Serse ou la comédie romantique
Le jeudi 2 février 2023
Entretien Jean-Philippe Clarac et Olivier Deloeuil > le Lab, Metteurs en scène de Serse
En quoi cette œuvre a-t-elle attiré votre attention ?
Par une succession de malentendus comiques et de folles péripéties, l’intrigue amoureuse se fait de plus en plus complexe jusqu’à en devenir totalement absurde. On se querelle, on se défie, on pleure mais on se réconcilie en musique, au cours d’une grande fête finale. Serse rassemble tous les ingrédients de ce qu’on appelle aujourd’hui une Comédie Romantique ou RomCom, comme le cinéma américain et britannique savent particulièrement bien les réussir.
Qu’est-ce que l’univers urbain du skatepark vous permet d’explorer ?
Il faut se souvenir qu’à l’époque de Haendel on se soucie peu d’exactitude historique. Pour Haendel, un bon livret d’un opéra n’est rien d’autre qu’une extraordinaire machine théâtrale, prétexte à un divertissement efficace par le déchainement des passions musicales.
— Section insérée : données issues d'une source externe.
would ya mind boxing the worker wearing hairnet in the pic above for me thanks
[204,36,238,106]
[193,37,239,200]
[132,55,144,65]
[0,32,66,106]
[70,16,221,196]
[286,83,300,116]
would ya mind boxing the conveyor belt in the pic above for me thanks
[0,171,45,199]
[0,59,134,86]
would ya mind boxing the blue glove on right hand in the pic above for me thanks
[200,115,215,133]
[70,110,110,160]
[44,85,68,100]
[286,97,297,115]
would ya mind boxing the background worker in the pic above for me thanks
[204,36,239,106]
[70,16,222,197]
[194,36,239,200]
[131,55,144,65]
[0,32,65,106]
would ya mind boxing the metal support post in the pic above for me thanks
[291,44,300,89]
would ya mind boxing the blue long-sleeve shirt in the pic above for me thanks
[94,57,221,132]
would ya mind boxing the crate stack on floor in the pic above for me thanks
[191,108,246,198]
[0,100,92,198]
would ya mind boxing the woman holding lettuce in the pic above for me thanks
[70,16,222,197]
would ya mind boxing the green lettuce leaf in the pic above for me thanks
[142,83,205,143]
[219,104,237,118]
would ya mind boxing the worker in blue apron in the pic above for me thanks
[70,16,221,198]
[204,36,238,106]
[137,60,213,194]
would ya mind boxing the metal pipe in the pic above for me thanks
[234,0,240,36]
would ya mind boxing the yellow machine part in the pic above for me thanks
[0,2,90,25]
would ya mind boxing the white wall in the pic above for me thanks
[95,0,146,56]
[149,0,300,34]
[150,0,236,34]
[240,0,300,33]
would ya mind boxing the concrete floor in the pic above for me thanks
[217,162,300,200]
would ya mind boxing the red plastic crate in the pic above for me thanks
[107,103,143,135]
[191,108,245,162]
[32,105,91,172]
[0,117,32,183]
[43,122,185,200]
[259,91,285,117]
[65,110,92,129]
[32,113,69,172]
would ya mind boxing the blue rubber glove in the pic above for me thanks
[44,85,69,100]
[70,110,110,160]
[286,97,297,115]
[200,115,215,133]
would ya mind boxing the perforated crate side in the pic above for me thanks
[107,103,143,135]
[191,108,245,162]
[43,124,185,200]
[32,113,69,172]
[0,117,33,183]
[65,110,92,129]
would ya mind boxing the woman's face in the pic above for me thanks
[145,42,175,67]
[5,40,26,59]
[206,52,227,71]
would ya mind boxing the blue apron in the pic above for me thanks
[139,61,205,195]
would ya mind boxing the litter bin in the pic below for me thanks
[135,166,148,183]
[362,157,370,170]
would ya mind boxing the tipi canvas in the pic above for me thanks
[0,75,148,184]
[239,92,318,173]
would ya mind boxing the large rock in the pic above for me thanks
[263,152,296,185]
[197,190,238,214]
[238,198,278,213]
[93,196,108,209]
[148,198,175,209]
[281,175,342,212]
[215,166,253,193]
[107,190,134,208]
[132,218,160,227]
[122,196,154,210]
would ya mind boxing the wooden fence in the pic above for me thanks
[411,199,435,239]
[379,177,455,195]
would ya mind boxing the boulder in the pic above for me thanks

Avec Serse, un groupe de jeunes gens se croisent dans un espace clos, se découvrent et apprennent à s’aimer. La Cour de Serse devient pour nous un majestueux skatepark, comme on en trouve désormais dans toutes les villes modernes. Un espace unique où garçons et filles se retrouvent pour enchaîner les ride mais aussi parader, s’observer et se séduire. Un territoire du sensible où les passions s’expriment toujours à travers la métaphore d’objets roulants. Car, en skate comme en amour, tout est question de rythme et d’équilibre.
Qu’est-ce que la musique de Haendel provoque en vous ?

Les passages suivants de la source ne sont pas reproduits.